Ohio Valley Environmental Coalition
  Winds of Change Newsletter, March 2011     See sidebar for table of contents

Holding More Coal Mines in WV Accountable for Toxic Selenium Pollution With Additional Court Actions

In early December 2010, OVEC, the WV Highlands Conservancy and the Sierra Club took legal action to hold two coal mining companies accountable for dumping harmful amounts of toxic selenium into local waterways.

Selenium is a toxic pollutant that causes deformities and reproductive problems in fish and amphibians. At very high levels, selenium can pose a risk to human health, causing hair and fingernail loss, kidney and liver damage, and damage to the nervous and circulatory systems.

"For far too long, these companies have put profits over people," said Dianne Bady, Co-Director of the Ohio Valley Environmental Coalition. "The companies need to learn that our streams and waterways are not their private dumping grounds."

Maple Coal Company, a subsidiary of Western Coal, is releasing unlawfully high amounts of toxic selenium into Paint Creek and Armstrong Creek from two surface mines on the border of Fayette and Kanawha Counties.
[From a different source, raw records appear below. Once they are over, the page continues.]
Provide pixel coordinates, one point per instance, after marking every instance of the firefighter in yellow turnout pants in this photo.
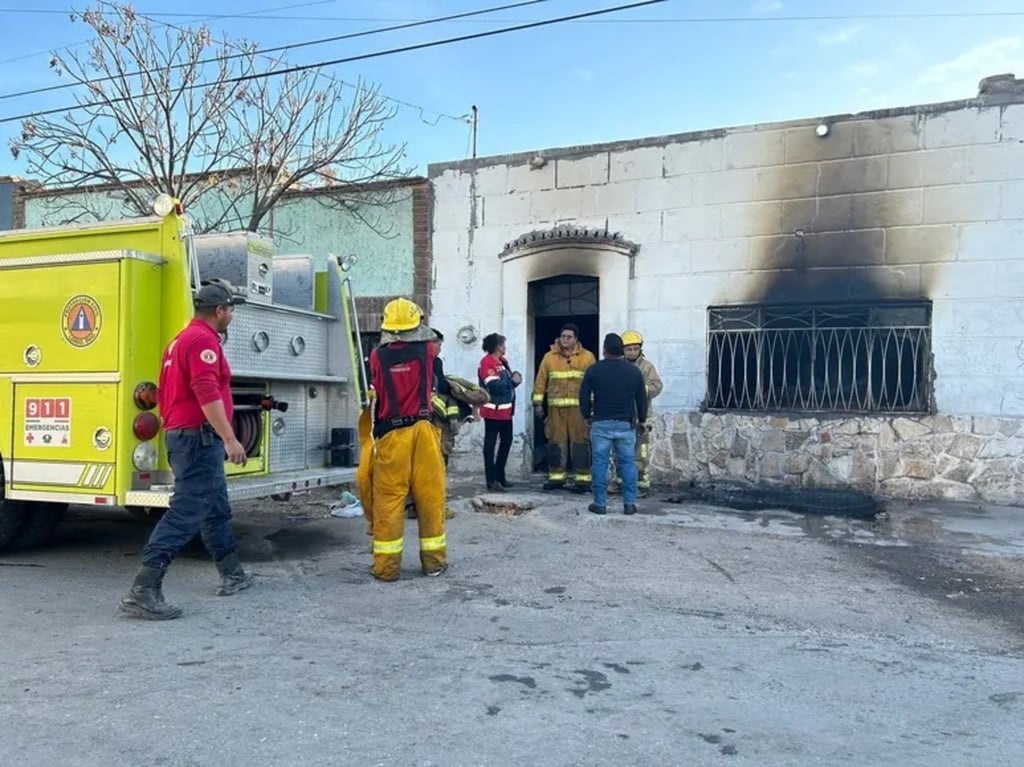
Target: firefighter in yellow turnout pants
(633, 346)
(558, 381)
(400, 453)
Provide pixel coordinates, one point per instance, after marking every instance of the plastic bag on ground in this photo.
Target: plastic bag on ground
(348, 506)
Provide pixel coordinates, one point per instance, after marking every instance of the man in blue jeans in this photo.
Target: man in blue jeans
(613, 401)
(195, 400)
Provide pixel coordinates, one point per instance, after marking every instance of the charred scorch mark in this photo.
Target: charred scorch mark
(836, 239)
(835, 225)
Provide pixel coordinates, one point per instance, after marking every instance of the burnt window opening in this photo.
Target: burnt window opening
(870, 357)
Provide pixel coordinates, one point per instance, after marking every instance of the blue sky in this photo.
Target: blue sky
(640, 73)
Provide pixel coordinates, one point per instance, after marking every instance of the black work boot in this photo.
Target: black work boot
(232, 578)
(145, 598)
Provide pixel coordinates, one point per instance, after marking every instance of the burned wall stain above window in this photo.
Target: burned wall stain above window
(852, 357)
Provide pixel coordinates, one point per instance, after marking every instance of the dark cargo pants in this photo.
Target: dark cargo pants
(200, 500)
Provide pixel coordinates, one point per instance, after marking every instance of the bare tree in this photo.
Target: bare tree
(201, 120)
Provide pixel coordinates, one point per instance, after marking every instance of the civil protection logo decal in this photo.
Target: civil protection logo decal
(81, 321)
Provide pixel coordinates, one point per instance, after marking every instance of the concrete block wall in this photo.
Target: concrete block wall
(924, 202)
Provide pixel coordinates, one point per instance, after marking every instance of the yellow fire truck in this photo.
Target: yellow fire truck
(86, 313)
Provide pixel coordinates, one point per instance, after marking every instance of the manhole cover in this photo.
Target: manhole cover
(509, 507)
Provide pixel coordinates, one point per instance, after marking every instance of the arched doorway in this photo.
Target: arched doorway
(551, 303)
(548, 275)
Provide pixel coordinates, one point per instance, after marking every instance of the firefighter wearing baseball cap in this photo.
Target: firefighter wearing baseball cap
(399, 449)
(633, 346)
(195, 400)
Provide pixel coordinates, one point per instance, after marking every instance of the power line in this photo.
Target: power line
(292, 46)
(70, 46)
(438, 116)
(360, 57)
(259, 15)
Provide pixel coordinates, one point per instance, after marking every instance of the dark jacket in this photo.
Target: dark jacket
(613, 390)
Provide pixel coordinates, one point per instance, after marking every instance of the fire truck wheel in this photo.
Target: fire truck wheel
(148, 513)
(40, 522)
(12, 516)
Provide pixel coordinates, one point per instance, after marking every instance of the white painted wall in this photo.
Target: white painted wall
(931, 201)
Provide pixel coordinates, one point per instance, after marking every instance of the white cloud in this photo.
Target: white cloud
(958, 77)
(863, 70)
(839, 37)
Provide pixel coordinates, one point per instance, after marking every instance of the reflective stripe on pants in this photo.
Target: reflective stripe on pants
(407, 461)
(568, 439)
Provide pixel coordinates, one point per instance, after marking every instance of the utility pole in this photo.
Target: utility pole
(476, 122)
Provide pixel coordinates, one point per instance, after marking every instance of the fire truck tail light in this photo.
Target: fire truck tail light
(145, 395)
(144, 457)
(145, 426)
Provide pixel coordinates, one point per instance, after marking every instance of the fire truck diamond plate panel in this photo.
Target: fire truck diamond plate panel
(267, 342)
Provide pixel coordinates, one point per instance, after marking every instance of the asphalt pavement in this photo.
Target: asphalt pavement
(685, 635)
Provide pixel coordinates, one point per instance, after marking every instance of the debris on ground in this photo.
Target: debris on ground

Toxic selenium from Paynter Branch Mining operations in Wyoming County is flowing into Huff Creek.

This pollution confirms a pattern of toxic selenium discharges from coal mines across West Virginia. The citizen enforcement action follows several recent lawsuits filed by the groups against other mine operators including Massey Energy, Arch Coal and Patriot Coal. These suits seek to hold those companies accountable for their selenium discharge violations.

In August 2010, a federal judge in West Virginia ordered Patriot to install technology at two of its mines to treat selenium pollution at an estimated total cost of $45 million.
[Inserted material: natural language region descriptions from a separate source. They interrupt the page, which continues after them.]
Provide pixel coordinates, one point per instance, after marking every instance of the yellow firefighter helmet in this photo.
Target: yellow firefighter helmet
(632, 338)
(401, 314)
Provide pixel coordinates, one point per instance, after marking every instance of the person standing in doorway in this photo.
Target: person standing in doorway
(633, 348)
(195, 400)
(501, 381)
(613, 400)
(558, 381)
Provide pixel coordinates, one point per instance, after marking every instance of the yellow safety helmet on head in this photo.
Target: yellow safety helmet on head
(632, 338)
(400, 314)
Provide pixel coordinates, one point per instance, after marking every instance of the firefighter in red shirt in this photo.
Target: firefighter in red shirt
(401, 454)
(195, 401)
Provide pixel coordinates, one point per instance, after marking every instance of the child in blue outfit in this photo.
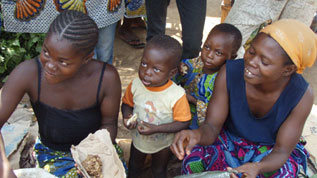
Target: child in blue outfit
(198, 75)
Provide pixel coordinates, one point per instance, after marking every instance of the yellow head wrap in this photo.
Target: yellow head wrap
(297, 39)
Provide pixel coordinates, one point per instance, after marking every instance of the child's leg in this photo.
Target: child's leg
(136, 162)
(159, 163)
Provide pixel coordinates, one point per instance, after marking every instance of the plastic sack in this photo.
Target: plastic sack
(33, 173)
(99, 144)
(207, 174)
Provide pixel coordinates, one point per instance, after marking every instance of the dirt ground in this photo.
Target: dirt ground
(127, 59)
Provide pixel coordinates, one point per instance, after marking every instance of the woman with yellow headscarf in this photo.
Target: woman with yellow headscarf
(258, 110)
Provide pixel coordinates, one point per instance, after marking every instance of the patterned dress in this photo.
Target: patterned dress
(198, 85)
(135, 8)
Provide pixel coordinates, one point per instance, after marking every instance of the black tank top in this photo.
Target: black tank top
(59, 129)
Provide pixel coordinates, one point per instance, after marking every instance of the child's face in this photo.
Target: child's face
(154, 69)
(217, 48)
(59, 59)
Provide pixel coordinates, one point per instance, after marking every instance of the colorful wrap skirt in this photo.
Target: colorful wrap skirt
(61, 163)
(232, 151)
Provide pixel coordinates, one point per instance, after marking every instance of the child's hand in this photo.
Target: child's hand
(130, 124)
(145, 128)
(191, 99)
(183, 69)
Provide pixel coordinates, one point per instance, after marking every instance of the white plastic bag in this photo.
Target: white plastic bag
(99, 144)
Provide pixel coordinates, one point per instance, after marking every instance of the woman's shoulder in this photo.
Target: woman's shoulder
(26, 69)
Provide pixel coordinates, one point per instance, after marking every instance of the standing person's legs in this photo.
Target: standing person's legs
(192, 14)
(156, 11)
(104, 48)
(136, 162)
(159, 163)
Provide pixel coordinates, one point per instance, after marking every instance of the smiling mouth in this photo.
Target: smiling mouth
(208, 63)
(145, 82)
(249, 73)
(49, 73)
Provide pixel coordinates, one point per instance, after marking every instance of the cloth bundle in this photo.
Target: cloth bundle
(99, 144)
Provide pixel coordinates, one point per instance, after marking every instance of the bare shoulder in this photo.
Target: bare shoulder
(25, 72)
(111, 73)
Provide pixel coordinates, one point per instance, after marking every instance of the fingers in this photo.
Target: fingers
(179, 143)
(174, 147)
(130, 125)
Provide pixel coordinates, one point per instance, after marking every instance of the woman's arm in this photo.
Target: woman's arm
(111, 101)
(173, 127)
(216, 115)
(19, 82)
(287, 137)
(5, 168)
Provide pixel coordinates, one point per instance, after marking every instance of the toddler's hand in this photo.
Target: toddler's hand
(130, 123)
(145, 128)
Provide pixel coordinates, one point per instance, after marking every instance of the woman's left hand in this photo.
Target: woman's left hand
(249, 170)
(145, 128)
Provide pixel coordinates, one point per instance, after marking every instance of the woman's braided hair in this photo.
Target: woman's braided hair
(76, 27)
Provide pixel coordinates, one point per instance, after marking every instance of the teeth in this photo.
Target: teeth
(248, 72)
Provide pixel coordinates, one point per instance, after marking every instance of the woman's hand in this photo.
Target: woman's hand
(249, 170)
(184, 141)
(191, 99)
(145, 128)
(130, 125)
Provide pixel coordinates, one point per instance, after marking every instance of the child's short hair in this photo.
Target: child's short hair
(76, 27)
(231, 30)
(168, 44)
"The coal companies behavior is just the same old story. The companies want us to pay through harm to aquatic life and risk to human health for their illegal pollution. Sorry, but its high time they pay to make it stop," said Jim Sconyers, Chair of the Sierra Club West Virginia Chapter.
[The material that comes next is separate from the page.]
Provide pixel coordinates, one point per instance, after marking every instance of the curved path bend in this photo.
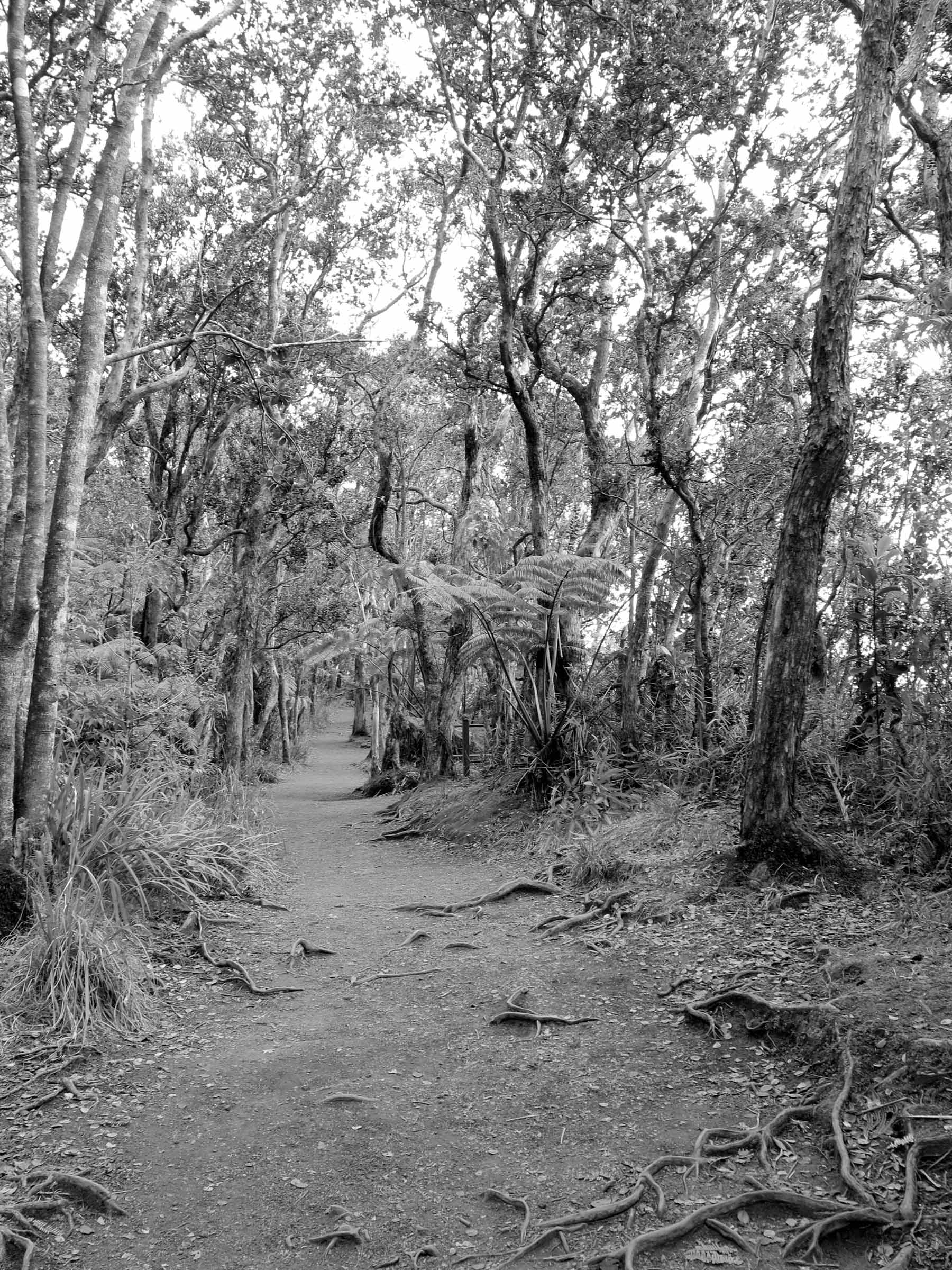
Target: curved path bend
(224, 1144)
Although the Clean Water Act permits held by the mine operators include limits on the amount of selenium the mines can discharge, the DEP has consistently given the operators extensions on the amount of time they have to bring their discharges below those limits.

As a result, the operators continue to discharge selenium at levels above the limits considered safe by DEP and the federal Environmental Protection Agency. The most recent extensions expired by April 5, 2010. Rather than lower their pollution, the operators have tried a variety of legal tactics to avoid compliance, and have continued dumping dangerous amounts of toxic pollution into West Virginia waterways.

"Its past time that these companies acknowledge the problems being created by their discharges and clean up their act.  Its also past time that the state regulatory agency recognize the severity of the selenium problems, properly enforce permits, and avoid granting permits that will add to our already overwhelming long-term water liabilities at mine sites," said Cindy Rank of the WV Highlands Conservancy.

The groups filed their legal challenges in the Southern District of West Virginia and are represented by attorneys with the Appalachian Center for the Economy and the Environment.